Navigation
  •  

US farm cooperative takes systems offline after ransomware attack linked to Russian hackers

SolarWinds hackers. (Pop Nukoonrat/Dreamstime/TNS)
September 23, 2021

This article was originally published by Radio Free Europe/Radio Liberty and is reprinted with permission.

A ransomware attack believed to be the work of Russian hackers has forced an association of corn and soy farmers based in the U.S. state of Iowa to take its systems offline.

New Cooperative said in a statement that the attack was “successfully contained” and that it had quickly notified law enforcement.

The statement said the association took its systems offline out of “an abundance of caution” and was working with data security professionals to remedy the situation. It did not specify when the ransomware attack occurred.

The cooperative has created workarounds to receive grain and distribute feed, according to news reports on September 21 quoting people close to the business.

The hackers demanded a $5.9 million ransom for a key to decrypt files they scrambled, according to security researcher Allan Liska of Recorded Future.

New Cooperative stores and sells the grain it collects from farmers and offers feed for chickens, hogs, and cattle along with fertilizer, crop protection, and seed.

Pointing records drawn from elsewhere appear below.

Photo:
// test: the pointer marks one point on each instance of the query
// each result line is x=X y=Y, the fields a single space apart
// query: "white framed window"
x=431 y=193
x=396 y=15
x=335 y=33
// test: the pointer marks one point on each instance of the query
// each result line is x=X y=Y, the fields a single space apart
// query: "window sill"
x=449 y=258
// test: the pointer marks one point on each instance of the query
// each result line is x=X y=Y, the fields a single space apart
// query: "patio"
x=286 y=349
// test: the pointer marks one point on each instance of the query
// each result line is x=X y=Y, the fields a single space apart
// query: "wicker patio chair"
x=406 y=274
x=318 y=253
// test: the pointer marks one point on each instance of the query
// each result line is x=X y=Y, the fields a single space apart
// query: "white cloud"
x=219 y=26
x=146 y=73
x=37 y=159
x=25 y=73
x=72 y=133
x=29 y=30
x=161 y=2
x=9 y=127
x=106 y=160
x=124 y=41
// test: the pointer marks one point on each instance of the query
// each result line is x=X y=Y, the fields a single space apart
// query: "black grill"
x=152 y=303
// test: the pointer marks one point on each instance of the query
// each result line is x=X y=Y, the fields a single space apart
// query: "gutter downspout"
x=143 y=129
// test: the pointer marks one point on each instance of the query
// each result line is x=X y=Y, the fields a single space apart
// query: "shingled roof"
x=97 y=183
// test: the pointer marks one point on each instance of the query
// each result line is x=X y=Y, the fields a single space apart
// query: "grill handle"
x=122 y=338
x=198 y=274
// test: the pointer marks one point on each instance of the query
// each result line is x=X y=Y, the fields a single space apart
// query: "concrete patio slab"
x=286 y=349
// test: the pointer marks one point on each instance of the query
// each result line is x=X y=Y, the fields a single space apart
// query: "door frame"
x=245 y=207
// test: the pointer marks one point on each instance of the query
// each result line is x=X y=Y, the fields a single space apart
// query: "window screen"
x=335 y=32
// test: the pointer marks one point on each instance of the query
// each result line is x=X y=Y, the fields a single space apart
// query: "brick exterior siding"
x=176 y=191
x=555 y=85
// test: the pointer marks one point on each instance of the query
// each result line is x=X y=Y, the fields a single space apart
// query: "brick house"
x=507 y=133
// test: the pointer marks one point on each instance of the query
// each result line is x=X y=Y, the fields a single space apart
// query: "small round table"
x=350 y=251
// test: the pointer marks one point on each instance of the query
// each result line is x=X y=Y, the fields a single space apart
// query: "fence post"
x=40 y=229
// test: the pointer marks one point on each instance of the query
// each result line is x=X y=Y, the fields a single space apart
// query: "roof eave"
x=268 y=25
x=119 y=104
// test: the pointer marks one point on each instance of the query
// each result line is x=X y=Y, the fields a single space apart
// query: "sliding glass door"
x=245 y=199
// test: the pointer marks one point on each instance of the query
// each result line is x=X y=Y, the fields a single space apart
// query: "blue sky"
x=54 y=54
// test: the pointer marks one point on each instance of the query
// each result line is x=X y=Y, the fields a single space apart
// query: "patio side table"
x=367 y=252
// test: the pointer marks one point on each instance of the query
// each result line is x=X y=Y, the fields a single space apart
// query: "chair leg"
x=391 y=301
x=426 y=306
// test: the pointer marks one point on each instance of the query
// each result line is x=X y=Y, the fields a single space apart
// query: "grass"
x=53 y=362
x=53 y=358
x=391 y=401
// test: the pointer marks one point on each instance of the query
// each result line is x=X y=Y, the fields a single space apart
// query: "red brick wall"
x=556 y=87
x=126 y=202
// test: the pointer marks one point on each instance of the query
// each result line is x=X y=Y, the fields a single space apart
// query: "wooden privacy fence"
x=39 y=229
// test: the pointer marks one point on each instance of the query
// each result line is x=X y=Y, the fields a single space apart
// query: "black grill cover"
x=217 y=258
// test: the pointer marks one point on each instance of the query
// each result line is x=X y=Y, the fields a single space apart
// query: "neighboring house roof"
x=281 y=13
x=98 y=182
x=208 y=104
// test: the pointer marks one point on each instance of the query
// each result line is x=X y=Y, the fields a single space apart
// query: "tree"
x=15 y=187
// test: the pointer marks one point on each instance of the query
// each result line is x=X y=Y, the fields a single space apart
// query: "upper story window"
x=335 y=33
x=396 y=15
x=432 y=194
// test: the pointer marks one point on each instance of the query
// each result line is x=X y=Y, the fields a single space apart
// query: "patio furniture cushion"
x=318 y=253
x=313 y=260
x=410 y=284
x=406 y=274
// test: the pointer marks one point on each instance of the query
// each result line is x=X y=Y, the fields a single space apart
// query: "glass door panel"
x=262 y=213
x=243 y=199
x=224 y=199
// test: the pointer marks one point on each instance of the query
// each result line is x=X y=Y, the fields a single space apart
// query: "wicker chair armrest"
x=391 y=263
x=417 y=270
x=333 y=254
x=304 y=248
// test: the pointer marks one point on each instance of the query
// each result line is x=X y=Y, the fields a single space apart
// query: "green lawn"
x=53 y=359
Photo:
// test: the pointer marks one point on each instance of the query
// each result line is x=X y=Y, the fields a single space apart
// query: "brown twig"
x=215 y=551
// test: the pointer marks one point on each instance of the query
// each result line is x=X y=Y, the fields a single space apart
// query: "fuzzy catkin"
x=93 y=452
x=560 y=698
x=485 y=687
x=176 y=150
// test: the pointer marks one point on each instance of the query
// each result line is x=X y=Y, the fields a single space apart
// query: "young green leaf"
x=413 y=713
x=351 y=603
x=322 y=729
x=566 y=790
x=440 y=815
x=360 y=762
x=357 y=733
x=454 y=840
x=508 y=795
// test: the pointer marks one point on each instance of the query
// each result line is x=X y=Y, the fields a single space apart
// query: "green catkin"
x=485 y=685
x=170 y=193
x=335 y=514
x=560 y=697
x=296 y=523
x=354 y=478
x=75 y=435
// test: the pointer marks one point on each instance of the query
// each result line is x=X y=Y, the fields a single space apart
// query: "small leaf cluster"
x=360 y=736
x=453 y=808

The attack on its systems follows ransomware attacks earlier this year that targeted targeted companies and critical infrastructure, including a major U.S. pipeline and a meatpacker. There was also an attack on the software firm Kaseya that impacted some 1,500 businesses.

The attack on New Cooperative, which is believed to have been launched last week just as Iowa’s corn and soy harvesting got under way, has been attributed to a group called BlackMatter.

BlackMatter has threatened to publish 1 terabyte of data it claims to have stolen from New Cooperative if its ransom demand is not paid by September 25.

The data includes invoices, research and development documents, and the source code to the cooperative’s soil-mapping technology, according to cybersecurity experts quoted by The Washington Post.

Security researchers believe BlackMatter may be a reconstituted version of the ransomware syndicate DarkSide, another operation believed to be tied to Russia, that disrupted Colonial Pipeline in May and then disbanded.

That ransomware attack disrupted fuel service for six days to the U.S. East Coast, and Colonial Pipeline officials eventually paid a $4.4 million ransom. Federal law enforcement officials were able to get a portion of the ransom back and sideline much of DarkSide’s infrastructure.

But experts cautioned at the time that the hackers would probably reemerge.

REvil, another Russian-based cybercrime operation, carried out a ransomware attack in June on JBS, the world’s largest meat producer. The company eventually paid an $11 million ransom. In July, REvil claimed responsibility for the attack on the U.S. company Kaseya.

After the attack on Kaseya, President Joe Biden repeated a warning to Russian President Vladimir Putin that the United States would take “any necessary action” to defend Americans and critical infrastructure threatened by cyberattacks.

Biden had previously warned Putin about ransomware attacks during the two leaders’ summit in June.

The United States is also moving to cut off the flow of money by sanctioning cryptocurrency exchanges that facilitate the ransom payments.

On September 21, the Treasury Department imposed sanctions on a Russian-based cryptocurrency exchange over its alleged role in facilitating the payments.